GOP still aims to make Obama a failed president

Earl Ofari Hutchinson | 1/17/2013, 9:16 a.m.

GOP Senate minority leader Mitch McConnell drew much derision for falling flat in fulfilling his oft repeated goal to make President Obama a one-term president.

Obama’s smash electoral vote and solid popular vote win made the GOP’s aim seem more comical. The fiscal cliff battle seemed to render it even more absurd.

Obama was the big winner. He preserved the Bush tax cuts for the middle and working class, got a big portion of cuts scrapped for the highest income earners, took Social Security, Medicare and Medicaid off the budget slice table, delayed debate on proposed draconian GOP budget cuts that will slam the poor and needy, and delayed the battle over the debt ceiling.

But that was just the opening shot of what the GOP loudly claims will be a bitter fight to stymie President Obama’s second term presidency. The GOP is under even more intense pressure from ultra conservatives who have screamed at those GOP congresspersons for supposedly giving too much away to Obama in the fiscal cliff debate and not taking the hardest line stance they could against deals.

GOP House leaders reeling from the criticism say they won’t even consider talking with Obama behind closed doors in the future to try to iron out their differences. McConnell went further and couched his war-like challenge to Obama as a battle to save the nation’s future.

The GOP has several formidable weapons to hammer Obama. One is its power to say no in Congress. It has done that repeatedly in the Senate on one issue that has flown under the public’s radar. It has refused to confirm legions of Obama’s judicial appointees. He’s had fewer of his judicial picks confirmed than any first-term president in the last quarter century. That includes even district court nominees.

In years past, their confirmation has been routine. The GOP has given no hint that it will reverse course and approve many of his picks in the future. Conservative judges have already shown they can obstruct Obama administration policies with their anti-environmental, anti-gun control and pro-corporate rulings. GOP leaders also showed that they will harass, harangue and try to intimidate Obama on his cabinet picks.

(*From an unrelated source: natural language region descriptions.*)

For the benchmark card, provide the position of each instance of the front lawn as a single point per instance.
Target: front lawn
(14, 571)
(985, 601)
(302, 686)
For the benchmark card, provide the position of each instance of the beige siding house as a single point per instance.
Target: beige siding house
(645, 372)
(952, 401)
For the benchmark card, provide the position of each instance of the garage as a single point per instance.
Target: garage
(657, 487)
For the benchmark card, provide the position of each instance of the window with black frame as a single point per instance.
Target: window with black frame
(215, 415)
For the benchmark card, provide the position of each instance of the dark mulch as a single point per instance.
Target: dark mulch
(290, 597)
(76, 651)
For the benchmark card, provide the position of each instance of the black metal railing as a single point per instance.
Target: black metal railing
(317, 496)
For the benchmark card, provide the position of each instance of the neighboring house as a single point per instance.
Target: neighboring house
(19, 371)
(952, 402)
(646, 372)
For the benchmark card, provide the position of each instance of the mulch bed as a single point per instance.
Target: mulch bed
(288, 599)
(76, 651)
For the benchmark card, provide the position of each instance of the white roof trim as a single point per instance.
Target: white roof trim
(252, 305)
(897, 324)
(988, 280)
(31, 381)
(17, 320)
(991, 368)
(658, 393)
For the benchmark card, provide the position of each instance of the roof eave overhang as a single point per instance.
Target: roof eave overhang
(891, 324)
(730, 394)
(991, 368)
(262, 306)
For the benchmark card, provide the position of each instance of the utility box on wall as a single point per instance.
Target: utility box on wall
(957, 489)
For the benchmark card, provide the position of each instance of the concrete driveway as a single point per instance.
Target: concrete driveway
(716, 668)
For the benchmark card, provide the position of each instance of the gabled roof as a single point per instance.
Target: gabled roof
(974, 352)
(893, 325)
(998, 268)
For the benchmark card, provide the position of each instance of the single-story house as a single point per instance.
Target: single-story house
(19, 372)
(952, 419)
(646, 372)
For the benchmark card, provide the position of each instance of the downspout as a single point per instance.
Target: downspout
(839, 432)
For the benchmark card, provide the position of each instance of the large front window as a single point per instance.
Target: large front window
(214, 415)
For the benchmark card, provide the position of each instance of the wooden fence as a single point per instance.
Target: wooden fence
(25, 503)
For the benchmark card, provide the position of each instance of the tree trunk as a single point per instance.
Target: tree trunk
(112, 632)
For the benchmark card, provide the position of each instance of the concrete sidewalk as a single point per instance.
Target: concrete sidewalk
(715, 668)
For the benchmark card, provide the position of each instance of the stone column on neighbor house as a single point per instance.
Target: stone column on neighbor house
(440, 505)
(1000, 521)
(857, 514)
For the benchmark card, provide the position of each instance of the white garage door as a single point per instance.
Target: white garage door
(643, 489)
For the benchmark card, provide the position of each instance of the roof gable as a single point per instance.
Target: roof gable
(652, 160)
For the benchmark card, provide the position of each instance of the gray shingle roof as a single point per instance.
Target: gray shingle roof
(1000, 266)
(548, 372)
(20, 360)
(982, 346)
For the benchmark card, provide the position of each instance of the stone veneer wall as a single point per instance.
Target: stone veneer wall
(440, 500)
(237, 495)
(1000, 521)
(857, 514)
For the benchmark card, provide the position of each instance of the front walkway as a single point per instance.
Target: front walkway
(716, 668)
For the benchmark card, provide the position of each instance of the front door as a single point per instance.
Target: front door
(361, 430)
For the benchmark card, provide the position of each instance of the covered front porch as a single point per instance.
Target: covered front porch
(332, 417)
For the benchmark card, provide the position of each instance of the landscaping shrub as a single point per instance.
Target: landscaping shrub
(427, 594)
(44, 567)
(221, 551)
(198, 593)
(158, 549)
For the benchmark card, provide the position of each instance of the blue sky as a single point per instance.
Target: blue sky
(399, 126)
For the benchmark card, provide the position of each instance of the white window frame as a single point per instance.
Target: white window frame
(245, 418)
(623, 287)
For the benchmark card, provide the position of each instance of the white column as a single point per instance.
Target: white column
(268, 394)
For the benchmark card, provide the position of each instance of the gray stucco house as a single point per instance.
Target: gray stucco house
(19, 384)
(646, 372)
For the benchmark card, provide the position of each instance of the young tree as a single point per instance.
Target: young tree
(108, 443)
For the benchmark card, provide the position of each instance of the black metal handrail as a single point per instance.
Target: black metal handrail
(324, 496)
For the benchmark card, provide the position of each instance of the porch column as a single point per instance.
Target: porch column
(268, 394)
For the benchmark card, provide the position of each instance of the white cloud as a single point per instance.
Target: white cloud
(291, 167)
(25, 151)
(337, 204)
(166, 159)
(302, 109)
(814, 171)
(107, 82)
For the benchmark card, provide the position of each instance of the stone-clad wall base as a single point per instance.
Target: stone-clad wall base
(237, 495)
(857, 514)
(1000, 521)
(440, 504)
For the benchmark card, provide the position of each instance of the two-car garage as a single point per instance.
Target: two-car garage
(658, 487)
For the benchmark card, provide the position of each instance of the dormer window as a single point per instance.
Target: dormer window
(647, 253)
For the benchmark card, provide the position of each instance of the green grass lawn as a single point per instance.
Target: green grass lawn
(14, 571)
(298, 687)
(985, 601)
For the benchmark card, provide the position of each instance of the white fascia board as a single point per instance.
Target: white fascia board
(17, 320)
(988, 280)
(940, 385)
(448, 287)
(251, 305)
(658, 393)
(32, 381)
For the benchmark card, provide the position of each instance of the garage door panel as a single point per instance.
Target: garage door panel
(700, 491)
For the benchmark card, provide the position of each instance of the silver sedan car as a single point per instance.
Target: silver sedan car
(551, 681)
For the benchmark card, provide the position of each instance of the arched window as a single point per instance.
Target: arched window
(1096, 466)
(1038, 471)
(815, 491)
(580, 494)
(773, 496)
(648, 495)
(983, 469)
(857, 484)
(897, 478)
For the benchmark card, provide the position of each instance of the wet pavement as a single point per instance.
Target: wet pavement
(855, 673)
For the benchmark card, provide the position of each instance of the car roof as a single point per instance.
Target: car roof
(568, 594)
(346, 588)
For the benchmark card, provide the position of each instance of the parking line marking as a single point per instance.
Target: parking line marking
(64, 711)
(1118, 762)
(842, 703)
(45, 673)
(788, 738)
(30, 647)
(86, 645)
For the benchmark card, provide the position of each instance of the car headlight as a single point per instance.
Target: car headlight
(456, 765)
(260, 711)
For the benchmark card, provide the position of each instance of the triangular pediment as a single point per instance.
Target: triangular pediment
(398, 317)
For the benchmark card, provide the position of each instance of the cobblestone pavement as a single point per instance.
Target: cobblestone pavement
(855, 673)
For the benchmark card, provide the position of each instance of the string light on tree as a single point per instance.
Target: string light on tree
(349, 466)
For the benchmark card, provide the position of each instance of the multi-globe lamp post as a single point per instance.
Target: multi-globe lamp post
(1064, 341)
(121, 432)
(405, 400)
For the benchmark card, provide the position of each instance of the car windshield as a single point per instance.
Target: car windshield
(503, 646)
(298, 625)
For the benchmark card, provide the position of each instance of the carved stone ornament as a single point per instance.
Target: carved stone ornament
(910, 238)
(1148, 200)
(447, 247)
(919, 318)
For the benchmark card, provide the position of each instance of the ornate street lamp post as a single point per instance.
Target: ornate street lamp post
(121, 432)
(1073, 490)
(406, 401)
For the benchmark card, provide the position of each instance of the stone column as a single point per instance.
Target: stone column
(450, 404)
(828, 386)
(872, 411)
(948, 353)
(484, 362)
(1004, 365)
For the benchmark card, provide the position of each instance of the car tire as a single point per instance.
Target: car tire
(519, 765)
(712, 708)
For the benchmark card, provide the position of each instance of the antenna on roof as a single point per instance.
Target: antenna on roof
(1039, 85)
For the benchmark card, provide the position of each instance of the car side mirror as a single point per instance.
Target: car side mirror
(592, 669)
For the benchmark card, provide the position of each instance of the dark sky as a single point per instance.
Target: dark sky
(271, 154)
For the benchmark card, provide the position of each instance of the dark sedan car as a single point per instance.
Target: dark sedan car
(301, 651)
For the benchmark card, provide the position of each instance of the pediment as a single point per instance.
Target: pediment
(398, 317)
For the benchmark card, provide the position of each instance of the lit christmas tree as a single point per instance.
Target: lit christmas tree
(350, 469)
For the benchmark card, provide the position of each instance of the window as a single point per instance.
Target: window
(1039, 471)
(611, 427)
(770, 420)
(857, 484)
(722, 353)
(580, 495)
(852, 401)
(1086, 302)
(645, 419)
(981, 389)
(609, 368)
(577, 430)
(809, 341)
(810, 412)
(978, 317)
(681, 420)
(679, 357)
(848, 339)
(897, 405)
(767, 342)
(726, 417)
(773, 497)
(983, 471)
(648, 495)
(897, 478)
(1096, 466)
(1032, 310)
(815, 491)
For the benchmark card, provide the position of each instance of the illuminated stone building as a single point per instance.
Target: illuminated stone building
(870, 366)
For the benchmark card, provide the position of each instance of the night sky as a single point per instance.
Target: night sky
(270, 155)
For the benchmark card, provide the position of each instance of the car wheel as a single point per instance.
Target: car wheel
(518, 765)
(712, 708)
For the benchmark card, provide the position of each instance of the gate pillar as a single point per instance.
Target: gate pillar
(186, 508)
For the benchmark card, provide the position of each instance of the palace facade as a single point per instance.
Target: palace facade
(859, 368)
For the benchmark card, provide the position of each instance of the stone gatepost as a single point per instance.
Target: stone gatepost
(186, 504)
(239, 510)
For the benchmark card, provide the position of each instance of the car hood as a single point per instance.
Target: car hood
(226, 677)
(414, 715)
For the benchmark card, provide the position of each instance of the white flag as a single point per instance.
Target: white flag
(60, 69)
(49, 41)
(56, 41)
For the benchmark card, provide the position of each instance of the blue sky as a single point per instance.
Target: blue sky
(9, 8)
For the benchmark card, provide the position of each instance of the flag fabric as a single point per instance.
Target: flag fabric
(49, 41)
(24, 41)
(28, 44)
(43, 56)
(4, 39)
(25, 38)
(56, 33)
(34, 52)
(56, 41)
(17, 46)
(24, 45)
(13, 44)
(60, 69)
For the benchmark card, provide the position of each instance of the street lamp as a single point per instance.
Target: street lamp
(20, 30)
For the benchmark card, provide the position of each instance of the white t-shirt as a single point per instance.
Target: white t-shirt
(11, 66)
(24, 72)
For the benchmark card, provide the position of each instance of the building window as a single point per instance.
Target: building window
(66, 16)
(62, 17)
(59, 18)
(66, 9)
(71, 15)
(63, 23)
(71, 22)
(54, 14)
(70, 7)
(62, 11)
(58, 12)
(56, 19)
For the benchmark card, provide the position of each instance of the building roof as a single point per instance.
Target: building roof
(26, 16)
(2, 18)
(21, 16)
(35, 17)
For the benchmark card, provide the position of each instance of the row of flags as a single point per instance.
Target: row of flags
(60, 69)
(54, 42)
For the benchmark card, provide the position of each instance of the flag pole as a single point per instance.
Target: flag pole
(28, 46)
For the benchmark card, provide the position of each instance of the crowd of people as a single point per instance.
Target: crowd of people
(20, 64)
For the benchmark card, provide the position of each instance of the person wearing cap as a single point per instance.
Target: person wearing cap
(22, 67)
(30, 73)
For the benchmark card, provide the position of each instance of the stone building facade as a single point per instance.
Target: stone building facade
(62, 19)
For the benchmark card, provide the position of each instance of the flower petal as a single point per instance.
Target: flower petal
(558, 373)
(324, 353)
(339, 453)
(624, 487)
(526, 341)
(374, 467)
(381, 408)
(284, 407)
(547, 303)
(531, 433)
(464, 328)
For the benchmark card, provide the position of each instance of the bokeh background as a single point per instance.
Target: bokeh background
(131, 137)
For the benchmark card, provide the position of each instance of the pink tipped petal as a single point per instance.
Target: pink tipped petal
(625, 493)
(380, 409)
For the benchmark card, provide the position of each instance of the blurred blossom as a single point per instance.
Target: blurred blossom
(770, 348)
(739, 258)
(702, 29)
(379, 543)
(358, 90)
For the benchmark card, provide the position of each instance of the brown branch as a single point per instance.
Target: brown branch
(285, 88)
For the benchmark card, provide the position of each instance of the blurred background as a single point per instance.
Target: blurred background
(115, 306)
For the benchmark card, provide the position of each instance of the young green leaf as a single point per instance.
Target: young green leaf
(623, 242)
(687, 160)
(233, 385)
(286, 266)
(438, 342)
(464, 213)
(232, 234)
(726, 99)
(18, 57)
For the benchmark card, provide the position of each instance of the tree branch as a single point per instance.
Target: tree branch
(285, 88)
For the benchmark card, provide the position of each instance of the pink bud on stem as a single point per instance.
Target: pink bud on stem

The GOP’s assault on the possible nomination of UN ambassador Susan Rice to replace Hillary Clinton as Secretary of State was a prime example of that. Rice’s withdrawal from consideration under pressure will only embolden the GOP to use the tactic to constantly send the message that it has the political muscle to get some of its way on public policy issues, and to keep the Obama administration off balance. Its next target will be Chuck Hagel, Obama’s pick for Secretary of Defense.

The GOP also can delay and obstruct implementation and funding of health care reforms, tax and budget proposals, and regulatory reforms that still need bipartisan cooperation to pass. This is crucial since Obama needs to strike deals and make compromises with the GOP to get anything done in Congress. That necessity is even more compelling given the coming, potentially rancorous battle over the debt ceiling, immigration reform, spending cuts, and reforms of Social Security, Medicare and Medicaid.